Guitar accompaniment - is it easy or difficult?
Being an accompanist is difficult and easy at the same time. It's difficult because you have to play with someone and abide by his or her rules, because you have to be very responsive to any changes and react quickly, and because you should be able to play in different styles and often play things by ear, especially if you play at sessions. Sounds scary, doesn't it? But don't worry. Being an accompanist has its advantages and it's easy once you get the hang of it. Trust me, once you know the chord patterns and the strumming styles for the kind of music you want to accompany, it becomes a breeze because your hands start doing their job without you having to think a lot about what to do and when.
Learn the chords
The first thing you need to do if you want to learn how to accompany another musician on guitar is to learn the typical chords and chord patterns for the particular music style you want to play. For example, if you want to accompany Irish and Scottish musicians, learn a lot of chords in D and G, as they are the major keys for Irish music. Also make sure you learn both classical and modal chord patterns, as Celtic music uses both.
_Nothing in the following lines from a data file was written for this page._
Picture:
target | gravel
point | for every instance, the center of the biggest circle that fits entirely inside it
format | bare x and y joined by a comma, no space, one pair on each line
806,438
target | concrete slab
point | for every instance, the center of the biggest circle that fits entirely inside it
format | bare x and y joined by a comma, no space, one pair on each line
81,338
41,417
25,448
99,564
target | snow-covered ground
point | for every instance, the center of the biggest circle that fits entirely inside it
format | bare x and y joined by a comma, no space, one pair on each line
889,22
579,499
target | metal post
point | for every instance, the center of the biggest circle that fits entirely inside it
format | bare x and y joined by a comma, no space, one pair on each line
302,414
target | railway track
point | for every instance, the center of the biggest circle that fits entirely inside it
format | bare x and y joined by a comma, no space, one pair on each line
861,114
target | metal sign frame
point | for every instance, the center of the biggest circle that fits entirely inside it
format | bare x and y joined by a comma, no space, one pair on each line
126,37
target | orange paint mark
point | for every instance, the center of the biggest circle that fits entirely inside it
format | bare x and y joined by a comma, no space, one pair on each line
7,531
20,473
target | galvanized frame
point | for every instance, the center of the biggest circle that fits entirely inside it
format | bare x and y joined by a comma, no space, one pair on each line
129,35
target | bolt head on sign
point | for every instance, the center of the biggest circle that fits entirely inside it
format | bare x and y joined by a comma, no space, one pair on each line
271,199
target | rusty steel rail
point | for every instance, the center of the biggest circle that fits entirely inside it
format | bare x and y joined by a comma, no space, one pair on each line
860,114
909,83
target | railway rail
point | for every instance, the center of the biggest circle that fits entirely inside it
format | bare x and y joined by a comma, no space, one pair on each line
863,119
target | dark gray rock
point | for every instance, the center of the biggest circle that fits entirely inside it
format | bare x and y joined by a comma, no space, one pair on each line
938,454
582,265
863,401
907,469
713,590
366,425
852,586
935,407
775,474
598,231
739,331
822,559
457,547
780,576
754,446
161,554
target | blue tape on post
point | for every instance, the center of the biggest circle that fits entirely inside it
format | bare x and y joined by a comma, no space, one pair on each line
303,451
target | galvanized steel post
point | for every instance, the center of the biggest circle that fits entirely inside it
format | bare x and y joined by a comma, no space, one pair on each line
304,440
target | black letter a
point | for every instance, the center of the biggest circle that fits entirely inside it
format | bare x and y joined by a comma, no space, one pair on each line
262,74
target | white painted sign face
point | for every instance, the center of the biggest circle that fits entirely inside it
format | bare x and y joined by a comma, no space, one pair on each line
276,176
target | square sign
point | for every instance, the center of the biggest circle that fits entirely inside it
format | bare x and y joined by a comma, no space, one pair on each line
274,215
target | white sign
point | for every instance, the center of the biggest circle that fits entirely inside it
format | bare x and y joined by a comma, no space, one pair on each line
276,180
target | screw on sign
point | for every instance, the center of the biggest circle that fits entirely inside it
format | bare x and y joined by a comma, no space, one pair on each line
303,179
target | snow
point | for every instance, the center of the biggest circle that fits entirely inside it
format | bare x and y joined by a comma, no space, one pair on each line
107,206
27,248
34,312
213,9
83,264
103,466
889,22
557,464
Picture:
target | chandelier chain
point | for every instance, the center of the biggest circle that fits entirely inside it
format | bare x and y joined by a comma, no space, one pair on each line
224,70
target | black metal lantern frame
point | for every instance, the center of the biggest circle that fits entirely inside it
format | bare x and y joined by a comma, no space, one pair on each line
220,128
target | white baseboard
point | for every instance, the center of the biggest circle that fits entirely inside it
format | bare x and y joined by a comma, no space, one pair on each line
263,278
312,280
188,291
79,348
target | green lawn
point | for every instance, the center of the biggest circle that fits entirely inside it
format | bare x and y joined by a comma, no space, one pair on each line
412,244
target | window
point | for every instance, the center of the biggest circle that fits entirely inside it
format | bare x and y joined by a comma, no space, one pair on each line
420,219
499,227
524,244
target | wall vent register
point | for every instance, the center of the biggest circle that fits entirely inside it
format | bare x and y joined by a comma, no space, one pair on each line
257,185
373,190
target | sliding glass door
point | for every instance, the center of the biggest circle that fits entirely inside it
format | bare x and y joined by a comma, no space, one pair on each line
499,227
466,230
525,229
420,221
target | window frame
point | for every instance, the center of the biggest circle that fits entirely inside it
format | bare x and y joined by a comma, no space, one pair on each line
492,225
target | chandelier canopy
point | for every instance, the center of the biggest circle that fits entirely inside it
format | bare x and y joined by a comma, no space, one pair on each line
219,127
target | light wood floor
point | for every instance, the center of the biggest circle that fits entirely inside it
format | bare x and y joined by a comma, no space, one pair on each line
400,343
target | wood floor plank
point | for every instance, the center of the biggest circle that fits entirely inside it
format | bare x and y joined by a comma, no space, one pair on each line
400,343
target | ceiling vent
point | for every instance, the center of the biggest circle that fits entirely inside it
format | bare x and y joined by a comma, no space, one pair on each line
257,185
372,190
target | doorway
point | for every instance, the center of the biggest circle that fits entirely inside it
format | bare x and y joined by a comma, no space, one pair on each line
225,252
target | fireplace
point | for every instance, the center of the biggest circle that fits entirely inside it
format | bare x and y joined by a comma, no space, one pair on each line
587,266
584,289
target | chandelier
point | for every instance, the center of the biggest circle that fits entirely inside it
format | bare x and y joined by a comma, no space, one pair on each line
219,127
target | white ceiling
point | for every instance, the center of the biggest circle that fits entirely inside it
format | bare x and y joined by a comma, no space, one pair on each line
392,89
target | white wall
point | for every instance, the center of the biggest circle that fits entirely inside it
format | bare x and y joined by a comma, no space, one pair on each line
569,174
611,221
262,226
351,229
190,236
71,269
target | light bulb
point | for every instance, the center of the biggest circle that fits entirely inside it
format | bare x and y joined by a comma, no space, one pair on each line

A typical major Celtic piece, such as a reel or a jig, will most likely use the tonic-subdominant-dominant-tonic pattern. Sounds complicated? It really isn't. Basically, in the key of C the C major chord itself will be the tonic, the subdominant will be F major, and G major is the dominant. What you need to remember is that the tonic is the main chord in a key signature, the subdominant is the fourth degree from the tonic and the dominant is the fifth degree. This pattern is true for both major and minor key signatures.
A typical minor Celtic piece uses modal chords. That's even easier than the three chords you have to learn for a major piece because you can usually accompany a modal piece by using just two chords - the tonic and the natural seventh degree. For example, let's say you are accompanying a piece in a minor. An A minor chord will be the tonic and a G major chord with be the natural seventh degree. That's all there is to it, really.
Remember to learn and practice as many chord patterns as you can, so that your left hand really knows what it's doing.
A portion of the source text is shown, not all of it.